[Stupid Question] Why do you have to detach the hidden state of LSTMs, but not the hidden state of a linear network?

I’m an absolute beginner, trying to understand LSTMs.

I’ve read how if you don’t detach the hidden state of an LSTM some graph used for the propagation of gradients gets really big. Why does this not happen with a linear classifier?

I thought LSTMs are unrolled through time and after that are an acyclic computation graph and can be trained as usual, but apparently that’s somehow wrong, how exactly?

Also in the current https://pytorch.org/tutorials/beginner/nlp/sequence_models_tutorial.html they do not seem to do the detaching, at least there is no call to .detach(). What’s going on here? Are they propagating the gradient through the whole sequence?

The hidden state in an LSTM is suppose to serve as “memory”. We start off with an initial hidden state, but this hidden state isn’t suppose to be learned, so we detach it to let the model use those values but to not compute gradients w.r.t.

In the example you linked, it looks like they construct the initial hidden state each time. So there’s no concerns about those parameters being adjusted.

Could you elaborate on what you mean this doesn’t occur with a linear classifier? It could be that there’s a double usage of the word “hidden” which can mean the hidden state of a neural network (so the layers in between) or the hidden state being the memory of an LSTM.

Thank you for your reply.

Could you elaborate on what you mean this doesn’t occur with a linear classifier? It could be that there’s a double usage of the word “hidden” which can mean the hidden state of a neural network (so the layers in between) or the hidden state being the memory of an LSTM.

I was wondering whether a set of weights for example would be connected to two autograd graphs
if it appeared in two forward passes. The answer to my question seems to be that if you do
y = x * 2, x.grad_fn is None and x is connected to the autograd graph only through y, where the connection is stored in y.grad_fn. If you do a new forward pass with x a new y will be calculated with a new grad_fn, so the autograd graphs are not connected across multiple inputs.

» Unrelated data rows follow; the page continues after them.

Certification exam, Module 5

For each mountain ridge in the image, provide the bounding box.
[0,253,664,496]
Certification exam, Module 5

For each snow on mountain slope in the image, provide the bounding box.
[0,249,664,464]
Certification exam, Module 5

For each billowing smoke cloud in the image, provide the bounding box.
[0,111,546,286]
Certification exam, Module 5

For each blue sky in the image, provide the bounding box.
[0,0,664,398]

I will try to explain what I believe to have understood, in part to further my own understanding.
I’ve asked about the behavior of autograd in linear classifiers, because I did not understand why the reasons for detaching the hidden state do not apply to linear classifiers, too.

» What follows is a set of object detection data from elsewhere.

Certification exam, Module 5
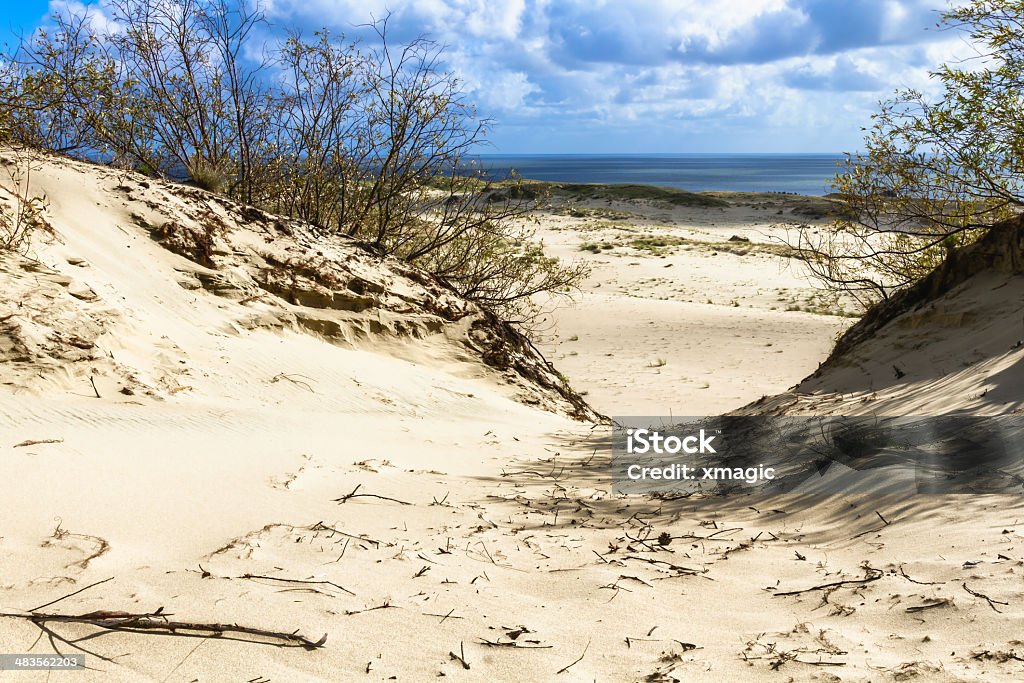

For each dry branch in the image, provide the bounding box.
[11,438,63,449]
[775,568,884,598]
[333,483,412,505]
[963,582,1010,614]
[0,610,327,651]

In an LSTMs you input a large sequence, but cut up into smaller parts. The same hidden state tensor is used over the whole sequence. So if I have two small parts p and q of the sequence and have done the forward pass for p, I have a hidden state with a grad_fn that connects it to the forward pass for p.
If I use this same hidden state as the first sate of q, some grad_fn in the forward pass of q will point to the hidden state, which in turn still points to the graph for p! This way the autograd graphs get connected. z = y.detach() is the same thing as y, just with z.grad_fn set to None! So that’s how you can disconnect them.

I’d also like to answer my other own question here:

I thought LSTMs are unrolled through time and after that are an acyclic computation graph and can be trained as usual, but apparently that’s somehow wrong, how exactly?

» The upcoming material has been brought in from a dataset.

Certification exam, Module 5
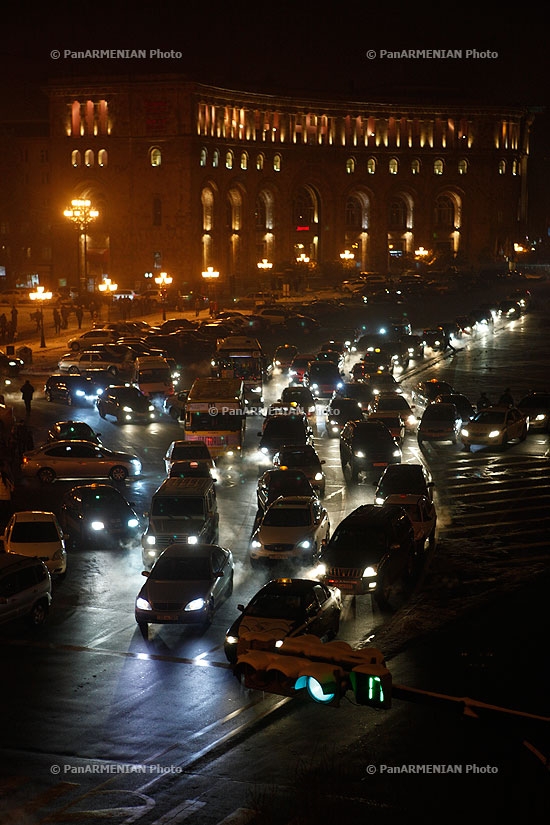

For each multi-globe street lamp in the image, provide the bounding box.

They are not unrolled through time explicitly. The autograd graph exists only through the grad_fn fields in tensors. So there is no global graph stored anywhere, tensors only remember where they have to send the gradients. That way one can have y = x2 and z = x3 and have (implicitly) two autograd graphs!

It sounds to me that you have the right understanding of everything. Because y is independent, that is, not computed using anything else, it’s essentially the “start” of the autograd graph. You’re right in saying that using a new input will result in a “new” autograd graph that is not connected.

In an LSTM, the hidden state is explicitly computed using the previous part p. Therefore, once we’re starting to work on q, it utilizes that hidden state and therefore depends on p (or at least, how we utilized p to compute this hidden state).

I’m still not sure what you mean with detaching the the hidden state, I don’t believe we do this while in the middle of a sequence since we want to adjust how we compute this hidden state.